3.4. Nonanoic Acid Has Relatively Low Cytotoxicity

Based on the MTT tetrazolium assay using a 2D Vero cell-line culture model, the cytotoxicity of nonanoic acid was relatively low with an LC₅₀ value of > 200 µg/mL. Cell viability ranged from 71.32% to 68.37% for all nonanoic acid concentrations tested, in the range of 25–200 µg/mL. The percentage of cell viability at MIC value of 50 µg/mL against MTB H37Ra was 71.17% (Table S1). These results are congruent with reports that nonanoic acid is toxic to L5178Y mouse lymphoma cell-line only at a concentration of 4000 µg/mL [33], which alludes to its high therapeutic potential.

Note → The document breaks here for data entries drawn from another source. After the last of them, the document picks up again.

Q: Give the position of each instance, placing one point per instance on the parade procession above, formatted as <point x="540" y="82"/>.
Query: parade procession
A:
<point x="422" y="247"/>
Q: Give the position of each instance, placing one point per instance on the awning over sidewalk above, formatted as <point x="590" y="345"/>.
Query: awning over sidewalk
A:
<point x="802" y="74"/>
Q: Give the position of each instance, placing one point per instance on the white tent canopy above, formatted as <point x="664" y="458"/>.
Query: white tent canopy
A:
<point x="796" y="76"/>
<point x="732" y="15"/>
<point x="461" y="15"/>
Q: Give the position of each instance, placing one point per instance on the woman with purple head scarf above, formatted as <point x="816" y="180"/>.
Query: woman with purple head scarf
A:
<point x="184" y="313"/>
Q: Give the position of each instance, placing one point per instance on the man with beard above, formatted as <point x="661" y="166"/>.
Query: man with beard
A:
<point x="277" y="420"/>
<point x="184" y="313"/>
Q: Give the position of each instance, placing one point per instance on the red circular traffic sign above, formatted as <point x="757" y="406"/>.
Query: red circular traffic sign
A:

However, more experiments are needed to elucidate the effects of nonanoic acid in combination with other drugs on mammalian cells and in vivo.

4. Conclusions

This study identified fatty acids with antimycobacterial activity against MTB H37Ra (a TB surrogate organism) through bio-guided fractionation and sequential screening of OPF partitions, n-hexane fractions, and identification of active compounds using GC-MS. Although the inhibitory effects of fatty acids such as nonanoic and decanoic acids against mycobacteria have been described, the potential of these compounds are re-visited using newer methods such as microdilution and checkerboard assays and expanded to include investigations into their interaction with first-line TB drugs and potential use as anti-TB adjuvants. Importantly, we report novel observations of additive interaction of nonanoic and decanoic acids when used in combination with streptomycin and rifampicin, and 16-fold enhancement of isoniazid in the presence of these fatty acids. The findings of this study highlight the possible role of nonanoic and decanoic acids, present in OPF n-hexane fractions, as inexpensive and commercially available complementary agents with low toxicity, which may enhance the effectiveness of TB drug regimens and warrants further investigation.